Dominique Chilotti : vivre le tourisme et non le subir

Dominique Chilotti est à la tête des Gîtes de France Corse, depuis environ une trentaine d’années. Des premières brochures version papier au site en ligne de réservation multilingues, elle a connu toutes les évolutions de cette structure référente en matière d’hébergements touristiques. Elle est un témoin incontournable des relations passionnées qu’entretiennent la Corse et le tourisme dans toute sa dimension. À l’aube de la saison touristique, elle nous raconte son parcours et celui de la structure qu’elle dirige.

Par Anne-Catherine Mendez

Dominique, comment êtes-vous arrivée au poste que vous occupez aujourd’hui ?

J’ai suivi une formation en gestion à l’Institut Méditerranéen de Formation, aujourd’hui l’école Kedge à Bastia. Je faisais partie de la première promotion. Il y a environ trente ans, après l’obtention d’un diplôme, on trouvait facilement du travail. J’ai donc débuté ma carrière aux Gîtes de France Corse et j’y suis restée. Je fus la première salariée. J’étais assistante technique, en charge de visiter le parc d’hébergement qui comprenait à l’époque 650 biens. Les brochures se présentaient uniquement sur papier, avec quelques photos, les descriptifs et les tarifs. À l’époque, il fallait les acheter sur commande, puis en librairie. C’était un vrai succès.

Nous n’avions pas d’ordinateur. En 1995, le service de réservation a été créé mais avec le Minitel… Il n’y avait pas de possibilités de mettre des photos, le descriptif était très succinct, et les gens réservaient. 

Aujourd’hui, nous sommes 18 salariés, avec une antenne en Haute-Corse à Borgo. Nous avons à la fois une activité d’agence de voyages, nous pouvons faire de la location de biens, vendre des activités sur place etc. Les locataires sont à 98% des touristes, citadins mais nous nous structurons de plus en plus pour accueillir des locaux.

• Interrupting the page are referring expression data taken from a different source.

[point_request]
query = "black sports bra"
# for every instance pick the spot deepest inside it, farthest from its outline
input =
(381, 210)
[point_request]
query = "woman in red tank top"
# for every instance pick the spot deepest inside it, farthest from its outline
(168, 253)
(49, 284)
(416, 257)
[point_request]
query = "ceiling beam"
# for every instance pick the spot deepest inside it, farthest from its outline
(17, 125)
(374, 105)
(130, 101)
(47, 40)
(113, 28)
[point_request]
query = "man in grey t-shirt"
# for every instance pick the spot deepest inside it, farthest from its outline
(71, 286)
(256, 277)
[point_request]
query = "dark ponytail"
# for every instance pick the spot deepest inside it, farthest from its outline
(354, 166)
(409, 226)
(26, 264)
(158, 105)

Nous sommes devenus un acteur touristique à part entière, sans avoir perdu notre âme.

Justement, quelle est l’âme de cette structure ?

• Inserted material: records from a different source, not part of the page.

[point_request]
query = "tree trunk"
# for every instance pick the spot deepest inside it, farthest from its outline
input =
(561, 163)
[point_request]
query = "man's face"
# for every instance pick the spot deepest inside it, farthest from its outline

Nous sommes une association à but non lucratif qui a pour mission de promouvoir et de valoriser le patrimoine rural corse, tout en offrant des séjours de qualité à nos visiteurs.

Notre réseau regroupe aujourd’hui 1 350 hébergements et des propriétaires passionnés qui ouvrent les portes de leurs demeures pour accueillir chaleureusement les voyageurs en quête d’authenticité et de découvertes. Les Gîtes offrent une grande variété d’hébergements, des gîtes ruraux aux chambres d’hôtes, en passant par les gîtes d’étape, les campings à la ferme, et bien d’autres encore. Chaque hébergement est unique et offre un cadre agréable et confortable, souvent situé au cœur de la nature ou à proximité des sites touristiques.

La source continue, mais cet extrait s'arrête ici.